The brassie buzzer originally got its name from the copper colour of the wire windings used to create its body. Nowadays the term "brassie" is used to describe the size of wire and is available in many different colours. It's an ideal buzzer for deep searching due to the added weight of the wire. This allows the buzzer to get down deep very quickly. There are numerous materials that can be used for the thorax, in this example we have used a dubbing of black hares ear with fluo green goose biots.
STEP 1: Take the end of the wire and hold it in your left hand between thumbe and index finger. Now take the wire that comes from the bobbin in your right hand again between thumb and index finger. The left hand will remain static with the work being done by the right hand. Lay the wire over the top of the hookshank and tension the wire. Now perform about three windings of the hookshank with the wire.
STEP 2 : Continue winding the wire. Once the wire reaches the eye, push the wire down the hookshank. (It should move very easily).
STEP 3 : Now move the wire in your left hand back and forth until it snaps. The end may be protruding above the body, push it flat with the side of a pair of scissors.

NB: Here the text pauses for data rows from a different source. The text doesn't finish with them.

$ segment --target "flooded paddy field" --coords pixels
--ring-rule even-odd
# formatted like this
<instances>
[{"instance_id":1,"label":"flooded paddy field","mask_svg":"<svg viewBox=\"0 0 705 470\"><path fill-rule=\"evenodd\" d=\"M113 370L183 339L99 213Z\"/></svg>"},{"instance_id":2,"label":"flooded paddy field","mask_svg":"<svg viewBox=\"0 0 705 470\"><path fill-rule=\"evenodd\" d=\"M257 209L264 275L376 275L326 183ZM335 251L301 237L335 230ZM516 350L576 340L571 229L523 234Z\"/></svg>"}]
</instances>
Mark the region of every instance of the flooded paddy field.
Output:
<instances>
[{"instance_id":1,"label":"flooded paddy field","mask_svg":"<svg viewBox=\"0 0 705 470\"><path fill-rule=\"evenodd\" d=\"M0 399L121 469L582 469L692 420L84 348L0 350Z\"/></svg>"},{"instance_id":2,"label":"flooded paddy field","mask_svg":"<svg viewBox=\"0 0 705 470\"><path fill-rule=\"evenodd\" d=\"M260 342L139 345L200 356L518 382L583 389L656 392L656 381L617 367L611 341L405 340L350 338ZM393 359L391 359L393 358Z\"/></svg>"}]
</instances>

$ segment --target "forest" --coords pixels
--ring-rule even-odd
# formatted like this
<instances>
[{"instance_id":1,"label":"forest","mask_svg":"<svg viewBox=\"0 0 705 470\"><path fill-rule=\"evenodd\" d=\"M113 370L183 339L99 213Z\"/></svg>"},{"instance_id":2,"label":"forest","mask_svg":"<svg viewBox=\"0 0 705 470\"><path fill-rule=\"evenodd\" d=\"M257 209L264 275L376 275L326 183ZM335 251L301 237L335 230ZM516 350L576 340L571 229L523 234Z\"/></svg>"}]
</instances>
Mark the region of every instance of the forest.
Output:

STEP 4 : Continue winding the wire until it has moved around the hook bend. At the eye end of the hook catch in the thread and secure the wire. Once secure, move the wire back and forth until it snaps and again press it flat with the side of a pair of scissors. and cover it with thread.
One extra step that I perform on the body is to coat it with floo-glue (Flexible Cement) to give the body that extra re-inforcement.
STEP 5 : Take two goose biots and tie in with thread, one at each side of the thorax. Make sure that the rough side of the biots are facing outwards.
STEP 6 : Take your prefered dubbing or peacock herl and create a thorax.
Final : At the eye, pull the goose biots forward and secure with thread. Trim any waste and build a small neat head. Whip finish and varnish.